About The Patchwork Prince – Stumbling Stoned

State-sponsored drugs in the megaton range. More rice pudding than I could shake a spork at. And a little padded terrarium of my very own.

If you’d told me yesterday that, come morning, I’d be hunted by the police, the mob, the supernatural (and a cat), I’d have laughed in your face. Granted, I’d have laughed in your face regardless (Clozapine gives me the giggles). Then I’d have gone looking for your flying DeLorean in the nuthouse parking lot.

An epic misadventure involving drugs, sorcery, cannibalism, love and other necessary evils.

My Thoughts

Stumbling Stoned is a celebration of a particular brand of surreal : quirky, violent, gross, chaotic – an excited celebration of drug culture , that embraces the transgressive, the outrageous, the dangerous, the unconstrained, the unpredictable. Like Mad Magazine on steroids, it races through its 300 odd pages with the wild and gleeful abandonment of familiar novelistic restraints (such as a semi-coherent plot, or a single arc of reality, or regard for a particular genre). Mafia bosses and a psychiatrist vie for attention with witches and a zombie skeleton. There are lapses of time and place and person. The hero can accidentally eat and then vomit up an assailant’s finger. He occasionally has superpowers.

If you search this book for moral nourishment, you will find thin pickings. At one point our hero sides with an abducted damsel rather than the sex traffickers who are abducting her (well done!) though there are no great heroics and most of the victims he leaves behind. He’s on a quest for a sense of identity, which I guess is creditable in a psychological novel. There may be other creditable moments but they don’t, in retrospect occur to me. It’s not that sort of book.

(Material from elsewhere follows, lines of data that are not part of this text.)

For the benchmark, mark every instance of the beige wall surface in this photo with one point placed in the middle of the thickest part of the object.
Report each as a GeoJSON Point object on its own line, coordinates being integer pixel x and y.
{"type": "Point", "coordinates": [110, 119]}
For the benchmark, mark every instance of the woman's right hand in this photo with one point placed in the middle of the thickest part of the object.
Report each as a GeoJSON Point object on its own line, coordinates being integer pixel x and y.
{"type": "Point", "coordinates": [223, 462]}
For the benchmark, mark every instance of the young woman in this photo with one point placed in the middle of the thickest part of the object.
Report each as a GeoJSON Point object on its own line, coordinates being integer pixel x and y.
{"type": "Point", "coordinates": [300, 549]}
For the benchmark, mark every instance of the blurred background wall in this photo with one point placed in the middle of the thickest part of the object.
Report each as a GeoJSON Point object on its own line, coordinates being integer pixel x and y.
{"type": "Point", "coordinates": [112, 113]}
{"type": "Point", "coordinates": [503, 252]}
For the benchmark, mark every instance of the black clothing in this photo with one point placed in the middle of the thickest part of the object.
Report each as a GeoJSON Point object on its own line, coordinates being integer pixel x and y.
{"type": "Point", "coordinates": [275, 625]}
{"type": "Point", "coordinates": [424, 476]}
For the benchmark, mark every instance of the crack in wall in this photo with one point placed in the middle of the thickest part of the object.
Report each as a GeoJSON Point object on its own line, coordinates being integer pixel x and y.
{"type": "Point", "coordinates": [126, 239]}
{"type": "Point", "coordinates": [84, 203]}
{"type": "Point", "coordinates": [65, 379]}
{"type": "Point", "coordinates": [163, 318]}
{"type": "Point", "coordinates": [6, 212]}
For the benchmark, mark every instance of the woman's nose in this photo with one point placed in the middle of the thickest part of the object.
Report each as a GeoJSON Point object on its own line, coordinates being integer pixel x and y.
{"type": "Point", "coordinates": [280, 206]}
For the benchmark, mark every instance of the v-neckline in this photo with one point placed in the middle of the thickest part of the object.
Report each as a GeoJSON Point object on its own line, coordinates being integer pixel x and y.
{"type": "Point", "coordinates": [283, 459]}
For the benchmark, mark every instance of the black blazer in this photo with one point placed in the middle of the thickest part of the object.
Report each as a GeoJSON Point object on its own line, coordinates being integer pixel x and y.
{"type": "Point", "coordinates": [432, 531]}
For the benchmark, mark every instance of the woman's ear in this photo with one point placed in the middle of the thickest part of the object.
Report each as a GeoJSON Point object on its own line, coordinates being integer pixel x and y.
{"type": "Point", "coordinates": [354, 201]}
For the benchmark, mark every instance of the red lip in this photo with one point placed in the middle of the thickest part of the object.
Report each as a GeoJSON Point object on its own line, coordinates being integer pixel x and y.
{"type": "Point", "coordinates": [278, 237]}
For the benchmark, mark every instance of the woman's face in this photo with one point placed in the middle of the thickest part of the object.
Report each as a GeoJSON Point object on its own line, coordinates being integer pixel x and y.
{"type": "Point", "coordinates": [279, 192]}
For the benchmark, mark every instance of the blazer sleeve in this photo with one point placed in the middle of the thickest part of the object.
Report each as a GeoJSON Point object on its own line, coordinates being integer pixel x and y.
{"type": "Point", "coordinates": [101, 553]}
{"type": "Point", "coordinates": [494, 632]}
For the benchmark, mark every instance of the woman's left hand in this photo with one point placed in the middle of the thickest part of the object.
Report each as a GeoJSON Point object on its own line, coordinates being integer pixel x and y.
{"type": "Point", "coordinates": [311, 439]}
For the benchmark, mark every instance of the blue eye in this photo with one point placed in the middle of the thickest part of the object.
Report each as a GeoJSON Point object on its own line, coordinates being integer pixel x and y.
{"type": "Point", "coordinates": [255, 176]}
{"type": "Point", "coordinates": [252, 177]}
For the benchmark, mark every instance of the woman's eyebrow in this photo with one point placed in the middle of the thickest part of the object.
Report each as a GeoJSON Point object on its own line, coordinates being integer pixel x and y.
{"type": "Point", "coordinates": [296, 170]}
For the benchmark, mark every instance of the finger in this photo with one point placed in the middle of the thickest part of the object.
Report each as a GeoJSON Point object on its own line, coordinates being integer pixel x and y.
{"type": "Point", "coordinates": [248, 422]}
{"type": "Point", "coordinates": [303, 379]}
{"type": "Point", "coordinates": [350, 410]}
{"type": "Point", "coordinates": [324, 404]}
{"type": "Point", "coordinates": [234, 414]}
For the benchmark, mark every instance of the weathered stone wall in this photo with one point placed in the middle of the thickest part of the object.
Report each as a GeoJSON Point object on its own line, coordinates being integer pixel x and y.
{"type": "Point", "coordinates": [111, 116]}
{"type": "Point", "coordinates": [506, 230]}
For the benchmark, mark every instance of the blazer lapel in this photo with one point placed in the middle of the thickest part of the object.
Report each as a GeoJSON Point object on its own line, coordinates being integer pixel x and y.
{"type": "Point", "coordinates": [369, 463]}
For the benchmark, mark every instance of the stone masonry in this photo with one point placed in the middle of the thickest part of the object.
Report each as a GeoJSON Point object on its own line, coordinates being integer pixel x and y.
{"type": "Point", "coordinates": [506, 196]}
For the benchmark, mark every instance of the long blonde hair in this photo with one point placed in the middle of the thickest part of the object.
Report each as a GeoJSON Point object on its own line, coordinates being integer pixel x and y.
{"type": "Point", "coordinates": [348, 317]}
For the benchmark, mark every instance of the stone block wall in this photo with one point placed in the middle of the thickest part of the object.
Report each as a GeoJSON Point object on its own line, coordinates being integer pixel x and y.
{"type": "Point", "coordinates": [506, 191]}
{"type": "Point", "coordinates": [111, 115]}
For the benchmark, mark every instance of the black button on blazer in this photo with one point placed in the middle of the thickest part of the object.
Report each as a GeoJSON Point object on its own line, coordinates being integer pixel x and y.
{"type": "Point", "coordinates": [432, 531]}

On the other hand, it is sharp and slick in its writing and the author is clearly witty. Much of the book is ‘actually’ amusing (in that rather contentless way that stoned people often ‘imagine’ they are being amusing). And it is, it would appear, a thoroughly ‘novel’ novel, and ‘once off’ is something of a recommendation (though the promise of a sequel – this is only book one – rather undermines this premise). But let me give it the benefit of the doubt. It is no more absurd than Buster Keaton or the Marx Brothers, no more drug crazed than much of Coleridge, no more elusive in its narrative arc than Alice in Wonderland. Perhaps one day, like them, it will gain a cult following or be treated with reverence as a classic. Such elevation is slightly more plausible than its plot, so I award these stars to mark my place in its history in case that happens. Future enthusiasts: I was here before you were.

About the Author

André van Wyck is a South African-born writer and law school graduate. Despite the hardships of earning coffee money, and in between yelling at Duolingo, he perseveres at his passion: writing.

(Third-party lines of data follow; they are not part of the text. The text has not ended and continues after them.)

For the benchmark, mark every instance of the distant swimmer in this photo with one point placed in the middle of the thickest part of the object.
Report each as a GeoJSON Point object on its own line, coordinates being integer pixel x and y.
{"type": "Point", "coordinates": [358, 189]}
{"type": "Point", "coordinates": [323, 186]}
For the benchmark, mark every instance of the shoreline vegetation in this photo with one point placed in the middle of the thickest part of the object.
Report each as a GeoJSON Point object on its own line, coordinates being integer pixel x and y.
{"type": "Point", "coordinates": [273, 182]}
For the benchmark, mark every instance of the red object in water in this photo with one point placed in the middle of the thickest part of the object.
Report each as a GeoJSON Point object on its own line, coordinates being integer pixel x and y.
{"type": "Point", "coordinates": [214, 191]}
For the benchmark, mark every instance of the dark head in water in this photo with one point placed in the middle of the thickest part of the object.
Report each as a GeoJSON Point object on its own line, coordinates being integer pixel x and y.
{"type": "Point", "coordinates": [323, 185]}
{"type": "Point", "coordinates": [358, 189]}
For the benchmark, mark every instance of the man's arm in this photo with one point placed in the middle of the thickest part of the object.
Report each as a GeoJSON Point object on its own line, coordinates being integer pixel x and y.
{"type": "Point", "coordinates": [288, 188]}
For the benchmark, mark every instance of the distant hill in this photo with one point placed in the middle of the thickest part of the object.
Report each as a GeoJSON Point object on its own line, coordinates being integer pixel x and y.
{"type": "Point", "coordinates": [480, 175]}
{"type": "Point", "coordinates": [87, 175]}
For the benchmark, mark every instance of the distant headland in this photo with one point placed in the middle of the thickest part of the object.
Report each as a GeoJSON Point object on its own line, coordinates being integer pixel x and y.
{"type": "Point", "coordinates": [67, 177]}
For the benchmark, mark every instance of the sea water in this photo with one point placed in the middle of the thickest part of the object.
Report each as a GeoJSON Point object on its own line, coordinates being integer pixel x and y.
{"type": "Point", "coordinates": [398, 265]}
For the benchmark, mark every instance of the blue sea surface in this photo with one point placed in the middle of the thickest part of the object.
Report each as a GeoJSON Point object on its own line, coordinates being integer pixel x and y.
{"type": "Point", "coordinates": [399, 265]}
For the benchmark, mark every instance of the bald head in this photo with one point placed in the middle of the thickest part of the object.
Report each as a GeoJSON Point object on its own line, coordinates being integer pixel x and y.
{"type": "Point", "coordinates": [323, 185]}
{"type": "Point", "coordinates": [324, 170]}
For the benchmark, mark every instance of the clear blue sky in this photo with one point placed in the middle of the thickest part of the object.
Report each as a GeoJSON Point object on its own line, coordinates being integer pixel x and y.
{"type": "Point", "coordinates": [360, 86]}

“When I started The Waking Worlds series, it was as an exercise in exorcism – a way to rid myself of this ‘writing nonsense’ and get back to my nine-to-five… It did not work out so well.”

His debut novel, A Clatter of Chains, published on Amazon’s Kindle Store in 2016. The supposed palate cleanser (before starting the second installment) turned into a book in its own right and delayed publication of A Fray of Furies considerably. Stumbling Stoned was published in 2018 and advanced to the semi-finals of the vaunted Booklife Prize.

André lives in Luxembourg, with his Industrial Psychologist wife and imaginary pet rock.